Scottish singer/songwriter Paul McKenna takes the stage at The Old Triangle in Charlottetown tonight and at the Carleton Music Bar & Grill in Halifax tomorrow night in support of his band’s latest release, Elements. Recently, Arts East spoke with the songsmith to discuss his past, present and future.
What are your own roots?
PM: I grew up in Glasgow, Scotland and come from an Irish background. My grandparents came from both Donegal and Mayo.
When and why did you start playing music?
PM: I began learning piano at around 7 or 8 years old then picked up the guitar a few years later. My father plays the guitar and there was always singing in the family so I was surrounded by music from an early age.

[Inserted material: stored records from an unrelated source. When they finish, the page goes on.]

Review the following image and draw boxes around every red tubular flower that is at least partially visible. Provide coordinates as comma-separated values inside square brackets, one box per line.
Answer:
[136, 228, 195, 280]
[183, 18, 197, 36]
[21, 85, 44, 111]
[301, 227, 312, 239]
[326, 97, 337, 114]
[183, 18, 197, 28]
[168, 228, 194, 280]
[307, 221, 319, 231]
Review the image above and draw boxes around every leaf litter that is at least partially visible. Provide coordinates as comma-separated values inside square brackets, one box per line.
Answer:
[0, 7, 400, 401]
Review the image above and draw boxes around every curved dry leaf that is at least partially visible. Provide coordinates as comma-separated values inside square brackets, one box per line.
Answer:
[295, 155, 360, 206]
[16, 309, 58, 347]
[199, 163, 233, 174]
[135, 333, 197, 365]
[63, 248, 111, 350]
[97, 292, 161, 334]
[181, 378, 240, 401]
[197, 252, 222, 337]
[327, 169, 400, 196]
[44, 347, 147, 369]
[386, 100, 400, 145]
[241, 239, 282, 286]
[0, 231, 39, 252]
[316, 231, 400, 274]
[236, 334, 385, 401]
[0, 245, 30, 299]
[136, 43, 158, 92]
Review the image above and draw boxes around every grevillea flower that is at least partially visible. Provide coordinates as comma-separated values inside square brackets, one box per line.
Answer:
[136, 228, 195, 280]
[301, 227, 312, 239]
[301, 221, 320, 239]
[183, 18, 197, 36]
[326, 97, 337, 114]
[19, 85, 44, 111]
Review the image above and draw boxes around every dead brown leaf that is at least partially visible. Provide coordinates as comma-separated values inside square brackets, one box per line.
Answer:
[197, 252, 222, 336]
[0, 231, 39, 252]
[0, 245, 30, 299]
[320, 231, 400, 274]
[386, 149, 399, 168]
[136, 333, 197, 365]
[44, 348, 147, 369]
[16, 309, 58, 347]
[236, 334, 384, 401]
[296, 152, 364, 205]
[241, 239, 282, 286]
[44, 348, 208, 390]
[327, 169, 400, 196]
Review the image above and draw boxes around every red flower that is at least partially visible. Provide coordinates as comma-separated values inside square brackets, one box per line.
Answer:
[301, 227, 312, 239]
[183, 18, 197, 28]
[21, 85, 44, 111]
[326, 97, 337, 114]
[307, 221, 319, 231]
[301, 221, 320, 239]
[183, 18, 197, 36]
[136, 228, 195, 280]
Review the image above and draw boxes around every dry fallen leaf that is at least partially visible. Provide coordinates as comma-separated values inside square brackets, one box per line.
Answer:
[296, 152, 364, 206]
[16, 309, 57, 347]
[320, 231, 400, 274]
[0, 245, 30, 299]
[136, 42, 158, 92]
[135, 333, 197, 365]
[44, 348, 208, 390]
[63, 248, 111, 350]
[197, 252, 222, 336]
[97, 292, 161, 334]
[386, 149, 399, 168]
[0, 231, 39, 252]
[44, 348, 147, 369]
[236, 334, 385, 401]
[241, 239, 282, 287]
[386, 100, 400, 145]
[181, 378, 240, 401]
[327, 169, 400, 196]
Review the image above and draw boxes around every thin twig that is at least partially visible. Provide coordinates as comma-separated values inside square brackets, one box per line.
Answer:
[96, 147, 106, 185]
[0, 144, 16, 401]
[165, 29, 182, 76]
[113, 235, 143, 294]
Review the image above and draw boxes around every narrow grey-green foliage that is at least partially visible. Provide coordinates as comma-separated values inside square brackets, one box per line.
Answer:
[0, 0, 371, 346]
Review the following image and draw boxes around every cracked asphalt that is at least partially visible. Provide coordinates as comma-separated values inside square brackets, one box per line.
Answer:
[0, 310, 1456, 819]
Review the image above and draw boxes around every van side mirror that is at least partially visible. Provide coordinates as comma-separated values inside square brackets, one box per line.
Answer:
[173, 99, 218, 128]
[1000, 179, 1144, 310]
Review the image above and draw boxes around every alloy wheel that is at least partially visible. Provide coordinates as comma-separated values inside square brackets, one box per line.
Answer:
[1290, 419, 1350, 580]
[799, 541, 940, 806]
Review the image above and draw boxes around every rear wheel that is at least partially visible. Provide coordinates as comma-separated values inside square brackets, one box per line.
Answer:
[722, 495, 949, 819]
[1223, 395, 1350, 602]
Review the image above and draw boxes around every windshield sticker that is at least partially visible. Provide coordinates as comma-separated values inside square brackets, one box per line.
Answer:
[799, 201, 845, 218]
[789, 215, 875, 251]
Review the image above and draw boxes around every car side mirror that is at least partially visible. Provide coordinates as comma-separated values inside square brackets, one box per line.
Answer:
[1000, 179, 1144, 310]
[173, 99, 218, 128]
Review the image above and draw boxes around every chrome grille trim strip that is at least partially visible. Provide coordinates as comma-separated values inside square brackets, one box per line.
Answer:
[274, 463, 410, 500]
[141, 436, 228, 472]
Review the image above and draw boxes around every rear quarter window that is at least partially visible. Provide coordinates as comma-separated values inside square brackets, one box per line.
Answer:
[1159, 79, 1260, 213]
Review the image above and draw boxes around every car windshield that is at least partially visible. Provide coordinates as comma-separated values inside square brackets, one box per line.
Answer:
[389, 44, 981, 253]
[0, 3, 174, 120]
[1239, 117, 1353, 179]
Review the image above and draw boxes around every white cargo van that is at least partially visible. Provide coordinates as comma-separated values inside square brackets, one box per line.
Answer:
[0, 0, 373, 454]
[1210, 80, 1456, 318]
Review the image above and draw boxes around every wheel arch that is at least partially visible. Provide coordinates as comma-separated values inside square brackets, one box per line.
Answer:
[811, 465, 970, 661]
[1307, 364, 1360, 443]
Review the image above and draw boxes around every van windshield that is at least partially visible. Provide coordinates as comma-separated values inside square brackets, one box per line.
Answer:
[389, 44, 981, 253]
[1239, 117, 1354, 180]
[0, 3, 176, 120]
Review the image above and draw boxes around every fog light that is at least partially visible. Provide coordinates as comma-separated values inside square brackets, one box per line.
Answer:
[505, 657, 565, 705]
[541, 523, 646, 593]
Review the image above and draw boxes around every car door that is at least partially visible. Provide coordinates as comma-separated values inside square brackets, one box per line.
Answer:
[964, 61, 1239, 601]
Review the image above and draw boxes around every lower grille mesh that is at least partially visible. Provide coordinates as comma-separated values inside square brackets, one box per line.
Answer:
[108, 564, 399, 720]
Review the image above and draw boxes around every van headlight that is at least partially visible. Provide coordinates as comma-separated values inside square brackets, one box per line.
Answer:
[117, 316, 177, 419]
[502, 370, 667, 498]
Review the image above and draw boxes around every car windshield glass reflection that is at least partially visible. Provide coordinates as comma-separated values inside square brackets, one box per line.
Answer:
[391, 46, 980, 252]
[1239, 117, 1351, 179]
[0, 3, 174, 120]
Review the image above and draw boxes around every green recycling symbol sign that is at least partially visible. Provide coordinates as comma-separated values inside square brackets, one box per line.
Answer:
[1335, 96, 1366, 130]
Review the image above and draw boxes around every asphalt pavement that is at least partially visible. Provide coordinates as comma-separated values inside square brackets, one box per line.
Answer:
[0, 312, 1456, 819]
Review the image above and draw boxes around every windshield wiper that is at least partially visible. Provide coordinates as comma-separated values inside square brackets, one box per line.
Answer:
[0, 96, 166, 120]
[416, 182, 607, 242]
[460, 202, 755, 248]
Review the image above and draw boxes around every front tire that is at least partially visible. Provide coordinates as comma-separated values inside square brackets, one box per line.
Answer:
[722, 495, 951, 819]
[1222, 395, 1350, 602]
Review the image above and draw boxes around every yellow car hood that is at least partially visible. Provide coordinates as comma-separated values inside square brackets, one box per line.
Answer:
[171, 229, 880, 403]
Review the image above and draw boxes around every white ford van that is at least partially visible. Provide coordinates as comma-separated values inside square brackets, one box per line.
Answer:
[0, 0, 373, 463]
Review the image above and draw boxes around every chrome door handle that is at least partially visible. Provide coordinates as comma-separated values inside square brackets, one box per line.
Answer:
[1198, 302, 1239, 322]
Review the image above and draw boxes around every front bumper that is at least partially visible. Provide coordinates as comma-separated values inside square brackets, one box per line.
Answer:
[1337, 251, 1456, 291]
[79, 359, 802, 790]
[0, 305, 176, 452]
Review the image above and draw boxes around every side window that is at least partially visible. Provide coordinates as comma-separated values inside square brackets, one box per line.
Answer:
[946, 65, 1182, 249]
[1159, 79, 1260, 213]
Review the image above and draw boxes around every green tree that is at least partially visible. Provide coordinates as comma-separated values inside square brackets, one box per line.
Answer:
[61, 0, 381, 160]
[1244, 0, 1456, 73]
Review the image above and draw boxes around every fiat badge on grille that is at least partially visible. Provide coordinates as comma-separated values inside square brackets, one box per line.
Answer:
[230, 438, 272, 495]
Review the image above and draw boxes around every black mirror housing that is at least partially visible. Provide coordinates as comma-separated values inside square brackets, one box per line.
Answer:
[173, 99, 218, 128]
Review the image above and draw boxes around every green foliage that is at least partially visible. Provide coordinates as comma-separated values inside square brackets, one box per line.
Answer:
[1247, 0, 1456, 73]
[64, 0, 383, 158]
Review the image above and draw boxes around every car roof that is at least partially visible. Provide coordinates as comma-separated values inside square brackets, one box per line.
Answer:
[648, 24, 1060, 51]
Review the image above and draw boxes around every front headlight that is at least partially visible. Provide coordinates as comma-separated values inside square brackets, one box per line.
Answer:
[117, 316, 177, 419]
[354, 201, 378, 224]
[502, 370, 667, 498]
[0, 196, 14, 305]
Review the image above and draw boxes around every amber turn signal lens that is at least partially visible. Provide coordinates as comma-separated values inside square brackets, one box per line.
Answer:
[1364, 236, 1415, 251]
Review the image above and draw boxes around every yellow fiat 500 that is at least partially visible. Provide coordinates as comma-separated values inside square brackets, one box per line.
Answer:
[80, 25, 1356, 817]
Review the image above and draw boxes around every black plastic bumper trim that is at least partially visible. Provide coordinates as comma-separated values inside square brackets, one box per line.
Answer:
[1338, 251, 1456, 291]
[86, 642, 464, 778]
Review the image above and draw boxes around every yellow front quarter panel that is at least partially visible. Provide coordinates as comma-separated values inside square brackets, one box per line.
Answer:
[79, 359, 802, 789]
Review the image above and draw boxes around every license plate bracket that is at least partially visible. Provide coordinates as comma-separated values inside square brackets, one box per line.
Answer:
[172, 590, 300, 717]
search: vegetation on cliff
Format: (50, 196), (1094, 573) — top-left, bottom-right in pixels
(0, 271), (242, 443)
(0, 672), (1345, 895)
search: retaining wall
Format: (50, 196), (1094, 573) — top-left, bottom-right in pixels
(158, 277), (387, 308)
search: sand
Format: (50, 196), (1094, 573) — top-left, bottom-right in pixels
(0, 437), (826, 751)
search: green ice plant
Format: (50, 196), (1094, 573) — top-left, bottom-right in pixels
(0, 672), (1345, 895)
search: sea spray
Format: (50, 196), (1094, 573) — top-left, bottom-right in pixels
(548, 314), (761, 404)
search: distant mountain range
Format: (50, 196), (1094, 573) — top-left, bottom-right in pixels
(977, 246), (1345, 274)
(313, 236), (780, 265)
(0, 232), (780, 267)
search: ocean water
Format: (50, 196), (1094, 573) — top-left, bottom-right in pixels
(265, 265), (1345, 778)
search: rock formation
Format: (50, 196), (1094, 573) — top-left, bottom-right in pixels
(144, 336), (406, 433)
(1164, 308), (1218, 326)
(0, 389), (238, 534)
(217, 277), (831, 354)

Are they the same reasons you do it today?
PM: I still love playing music and doubt that will ever change
How have you evolved as a composer and player since that time?
PM: I've had a few years to practice :) I listen to a much wider range of music these days and I am influenced by almost everything I hear.
How would you describe your sound today?
PM: That’s always a tough question. I suppose we want to sound as contemporary as we can but not stray too far away from our routes. Each member adds their own unique style to the band and we want to draw as many listeners as we can.
What inspired Elements?
PM: We approached Elements in a slightly different way than we had with our first two albums. We knew exactly the sound we wanted to create and with the help of top quality engineers we think we managed to record our best album to date.
What were the challenges of putting it together?
PM: We chose to build our own recording studio so that we could create the most comfortable environment to select and arrange all the material we wanted to record.
What were the rewards?
PM: An album that we are extremely happy with that has received glowing reviews throughout the world. We were also happy to have established a contract with Compass records with this new album.
What has the response been like so far?
PM: We've toured the album both at home and abroad and received a very positive response from audiences as well as great reviews from some of the leading magazines and websites around today.
What makes a good song?
PM: Too difficult to answer; different songs can mean different things to different people, which is why we don't all listen to the same music.
Is your creative process more 'inspirational' or 'perspiration'?
PM: I think it’s different depending on what we are working on. Some songs/tunes just come together quite easily and quickly while others take more time with arranging, especially with original material.
What do have on tap for the rest of 2014?
PM: After we complete this North American tour we will head back home for a couple of shows before going on tour in Germany in May then back to NA in June and July. We are excited already!
What are your thoughts on the state of Celtic music today?
PM: I think Celtic/Folk music is becoming more and more popular by the day and that is something that we are all extremely grateful for.
Is enough being done to preserve and promote Celtic culture generally?
PM: In my experience I think there is. Bands from Scotland are supported by Creative Scotland and other funding bodies to make sure we can continue as musicians to promote our culture across the world.
What can we be doing better?
PM: There's always room for improvement and people working tirelessly to improve on what we already have.